The Kanin Peninsula () is a large peninsula in Nenets Autonomous Okrug, Russia.

It is surrounded by the White Sea to the west and by the Barents Sea to the north and east. Shoyna is one of the few communities on the peninsula.

Fauna
For cetaceans, beluga whales are most commonly found. Male sperm whales are known to occur as well.

Butterflies
There are 29 butterfly species in the forest-tundra and 14 species in the hypoarctic tundra. The data on the fauna and distribution of species in the forest-tundra of the Kanin Peninsula are generally typical of this natural zone. The most abundant species are Erebia disa, Oeneis norna, Clossiana freija, Pieris napi, and Vacciniina optilete. The dominant species in southern tundra localities are Erebia euryale, Erebia pandrose, and Boloria aquilonaris, which coincides with the result of the 1903 research.
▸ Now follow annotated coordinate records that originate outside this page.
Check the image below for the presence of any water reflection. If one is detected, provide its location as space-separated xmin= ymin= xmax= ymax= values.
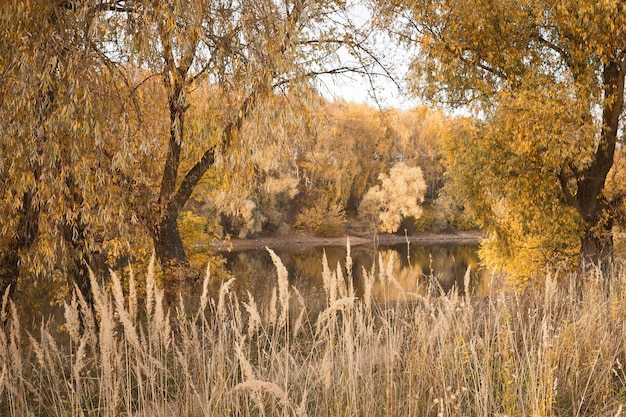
xmin=224 ymin=243 xmax=484 ymax=309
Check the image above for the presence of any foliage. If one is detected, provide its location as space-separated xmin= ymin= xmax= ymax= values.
xmin=359 ymin=162 xmax=426 ymax=233
xmin=295 ymin=204 xmax=345 ymax=237
xmin=377 ymin=0 xmax=626 ymax=276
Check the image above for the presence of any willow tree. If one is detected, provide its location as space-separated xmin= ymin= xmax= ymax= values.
xmin=380 ymin=0 xmax=626 ymax=274
xmin=0 ymin=0 xmax=133 ymax=295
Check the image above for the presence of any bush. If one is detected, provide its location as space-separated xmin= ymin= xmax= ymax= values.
xmin=295 ymin=204 xmax=346 ymax=237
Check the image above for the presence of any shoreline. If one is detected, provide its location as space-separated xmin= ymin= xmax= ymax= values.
xmin=211 ymin=231 xmax=483 ymax=252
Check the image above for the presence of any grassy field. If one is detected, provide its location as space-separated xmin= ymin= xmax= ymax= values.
xmin=0 ymin=249 xmax=626 ymax=417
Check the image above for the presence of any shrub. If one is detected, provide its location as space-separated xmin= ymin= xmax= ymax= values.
xmin=295 ymin=204 xmax=345 ymax=237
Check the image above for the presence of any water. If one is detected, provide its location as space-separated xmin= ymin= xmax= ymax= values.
xmin=223 ymin=243 xmax=486 ymax=307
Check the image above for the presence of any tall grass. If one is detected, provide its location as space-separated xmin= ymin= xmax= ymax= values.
xmin=0 ymin=247 xmax=626 ymax=417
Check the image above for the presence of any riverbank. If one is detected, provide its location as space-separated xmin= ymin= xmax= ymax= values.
xmin=213 ymin=231 xmax=483 ymax=252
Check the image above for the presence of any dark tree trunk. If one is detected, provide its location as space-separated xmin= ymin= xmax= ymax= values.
xmin=0 ymin=192 xmax=39 ymax=295
xmin=154 ymin=213 xmax=193 ymax=303
xmin=580 ymin=232 xmax=613 ymax=271
xmin=560 ymin=61 xmax=625 ymax=268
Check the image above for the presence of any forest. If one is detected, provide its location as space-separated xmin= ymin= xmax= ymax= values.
xmin=0 ymin=0 xmax=626 ymax=417
xmin=0 ymin=0 xmax=624 ymax=300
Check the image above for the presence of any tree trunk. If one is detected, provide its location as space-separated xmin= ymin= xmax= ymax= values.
xmin=154 ymin=211 xmax=194 ymax=304
xmin=0 ymin=193 xmax=39 ymax=295
xmin=580 ymin=231 xmax=613 ymax=271
xmin=560 ymin=61 xmax=624 ymax=268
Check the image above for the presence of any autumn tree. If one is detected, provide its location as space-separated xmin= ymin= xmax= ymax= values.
xmin=95 ymin=0 xmax=382 ymax=292
xmin=359 ymin=162 xmax=426 ymax=233
xmin=380 ymin=0 xmax=626 ymax=272
xmin=0 ymin=0 xmax=135 ymax=296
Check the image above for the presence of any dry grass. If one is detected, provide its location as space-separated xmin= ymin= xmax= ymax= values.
xmin=0 ymin=249 xmax=626 ymax=417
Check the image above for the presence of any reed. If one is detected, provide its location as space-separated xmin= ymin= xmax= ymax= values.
xmin=0 ymin=249 xmax=626 ymax=417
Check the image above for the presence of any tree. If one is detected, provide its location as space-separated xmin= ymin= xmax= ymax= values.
xmin=0 ymin=0 xmax=133 ymax=297
xmin=100 ymin=0 xmax=380 ymax=292
xmin=380 ymin=0 xmax=626 ymax=272
xmin=359 ymin=162 xmax=426 ymax=233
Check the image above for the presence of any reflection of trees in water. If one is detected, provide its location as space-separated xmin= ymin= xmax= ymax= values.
xmin=222 ymin=243 xmax=481 ymax=309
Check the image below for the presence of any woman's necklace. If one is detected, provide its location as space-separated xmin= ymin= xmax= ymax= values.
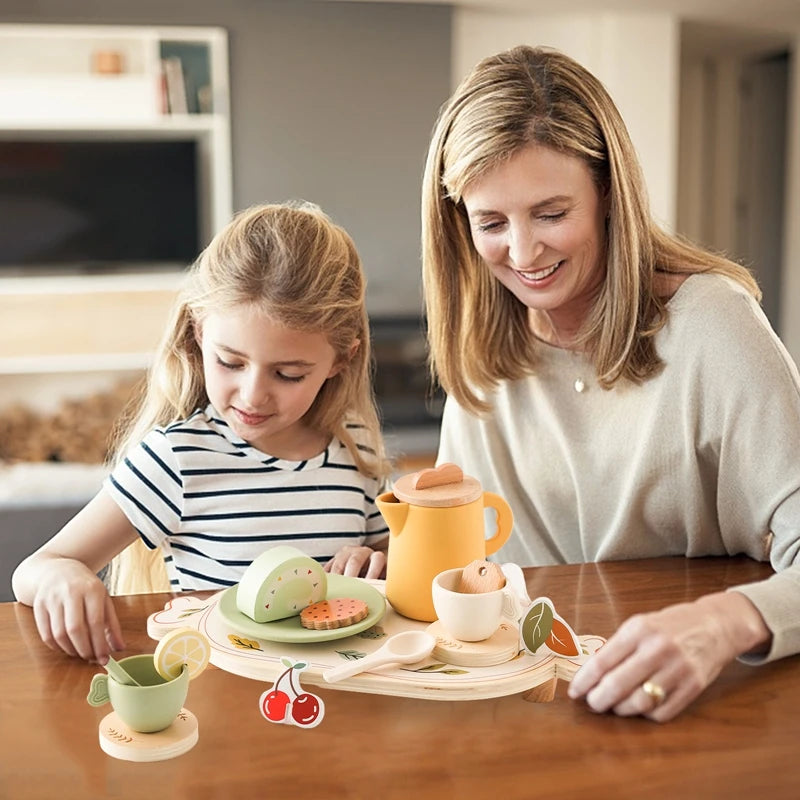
xmin=528 ymin=313 xmax=588 ymax=394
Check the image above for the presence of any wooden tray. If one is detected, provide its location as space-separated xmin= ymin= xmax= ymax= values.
xmin=147 ymin=580 xmax=605 ymax=700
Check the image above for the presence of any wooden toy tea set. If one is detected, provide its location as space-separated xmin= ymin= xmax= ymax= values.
xmin=147 ymin=465 xmax=604 ymax=712
xmin=86 ymin=626 xmax=211 ymax=761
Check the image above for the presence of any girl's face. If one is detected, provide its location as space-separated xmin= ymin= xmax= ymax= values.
xmin=463 ymin=145 xmax=606 ymax=344
xmin=197 ymin=306 xmax=340 ymax=460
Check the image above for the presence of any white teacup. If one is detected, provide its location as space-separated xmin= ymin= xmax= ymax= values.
xmin=431 ymin=568 xmax=522 ymax=642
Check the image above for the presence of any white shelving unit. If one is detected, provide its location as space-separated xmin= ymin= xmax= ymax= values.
xmin=0 ymin=25 xmax=233 ymax=386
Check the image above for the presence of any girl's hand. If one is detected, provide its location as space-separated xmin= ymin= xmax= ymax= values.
xmin=33 ymin=558 xmax=125 ymax=665
xmin=569 ymin=591 xmax=771 ymax=722
xmin=325 ymin=545 xmax=386 ymax=578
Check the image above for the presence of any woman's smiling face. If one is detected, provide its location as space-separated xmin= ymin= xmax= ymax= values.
xmin=463 ymin=145 xmax=606 ymax=344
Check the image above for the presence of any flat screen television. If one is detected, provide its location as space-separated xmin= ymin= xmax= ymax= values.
xmin=0 ymin=139 xmax=201 ymax=275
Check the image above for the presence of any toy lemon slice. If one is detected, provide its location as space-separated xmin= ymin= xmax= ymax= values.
xmin=153 ymin=628 xmax=211 ymax=681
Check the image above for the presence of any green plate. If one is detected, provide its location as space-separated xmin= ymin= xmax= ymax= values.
xmin=217 ymin=574 xmax=386 ymax=644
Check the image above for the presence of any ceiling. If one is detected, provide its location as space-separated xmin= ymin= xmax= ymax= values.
xmin=329 ymin=0 xmax=800 ymax=34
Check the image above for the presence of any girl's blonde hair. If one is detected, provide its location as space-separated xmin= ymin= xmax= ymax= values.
xmin=422 ymin=46 xmax=760 ymax=414
xmin=109 ymin=203 xmax=388 ymax=593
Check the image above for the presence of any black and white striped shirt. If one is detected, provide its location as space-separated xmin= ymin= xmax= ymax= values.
xmin=105 ymin=406 xmax=388 ymax=590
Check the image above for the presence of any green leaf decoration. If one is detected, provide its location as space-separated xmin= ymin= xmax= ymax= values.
xmin=405 ymin=664 xmax=469 ymax=675
xmin=336 ymin=650 xmax=366 ymax=661
xmin=521 ymin=599 xmax=553 ymax=653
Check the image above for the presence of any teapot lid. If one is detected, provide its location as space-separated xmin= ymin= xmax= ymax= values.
xmin=394 ymin=463 xmax=483 ymax=508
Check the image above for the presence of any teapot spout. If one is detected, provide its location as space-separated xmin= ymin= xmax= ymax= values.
xmin=375 ymin=492 xmax=408 ymax=536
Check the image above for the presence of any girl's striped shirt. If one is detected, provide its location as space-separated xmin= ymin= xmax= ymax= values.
xmin=105 ymin=405 xmax=388 ymax=591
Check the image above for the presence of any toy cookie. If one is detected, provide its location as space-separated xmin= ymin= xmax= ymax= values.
xmin=300 ymin=597 xmax=369 ymax=631
xmin=236 ymin=545 xmax=328 ymax=622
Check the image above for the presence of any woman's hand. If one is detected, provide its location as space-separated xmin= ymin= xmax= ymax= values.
xmin=325 ymin=545 xmax=386 ymax=578
xmin=32 ymin=555 xmax=125 ymax=665
xmin=569 ymin=591 xmax=771 ymax=722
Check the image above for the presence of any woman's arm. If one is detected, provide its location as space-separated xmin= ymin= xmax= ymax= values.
xmin=569 ymin=591 xmax=772 ymax=722
xmin=12 ymin=490 xmax=137 ymax=664
xmin=325 ymin=535 xmax=389 ymax=578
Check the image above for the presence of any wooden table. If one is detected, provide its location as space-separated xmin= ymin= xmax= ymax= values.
xmin=0 ymin=558 xmax=800 ymax=800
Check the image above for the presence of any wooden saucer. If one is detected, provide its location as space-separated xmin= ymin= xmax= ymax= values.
xmin=426 ymin=619 xmax=520 ymax=667
xmin=99 ymin=708 xmax=198 ymax=761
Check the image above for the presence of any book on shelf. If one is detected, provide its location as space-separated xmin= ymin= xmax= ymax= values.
xmin=161 ymin=56 xmax=189 ymax=114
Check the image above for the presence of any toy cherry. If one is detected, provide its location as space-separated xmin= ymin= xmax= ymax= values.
xmin=258 ymin=658 xmax=325 ymax=728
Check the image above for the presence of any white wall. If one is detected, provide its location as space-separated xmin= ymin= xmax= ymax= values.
xmin=453 ymin=8 xmax=680 ymax=229
xmin=780 ymin=34 xmax=800 ymax=364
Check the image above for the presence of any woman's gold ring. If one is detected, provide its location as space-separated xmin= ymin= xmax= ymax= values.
xmin=642 ymin=681 xmax=667 ymax=706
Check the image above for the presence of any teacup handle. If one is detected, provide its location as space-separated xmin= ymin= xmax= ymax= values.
xmin=483 ymin=492 xmax=514 ymax=556
xmin=86 ymin=673 xmax=111 ymax=706
xmin=502 ymin=589 xmax=522 ymax=623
A high abundance of E. pandrose is a specific feature of the northern part of the Kanin Peninsula and Kolguev Island, pointing to the connection of the biota of these territories with the subarctic regions of Fennoscandia.

Climate

The climate on the Kanin Peninsula has cold winters with moderate maritime influences and cool summers. The north has a tundra climate (ET) and the south a subarctic climate (Dfc) thanks to the warmer summers.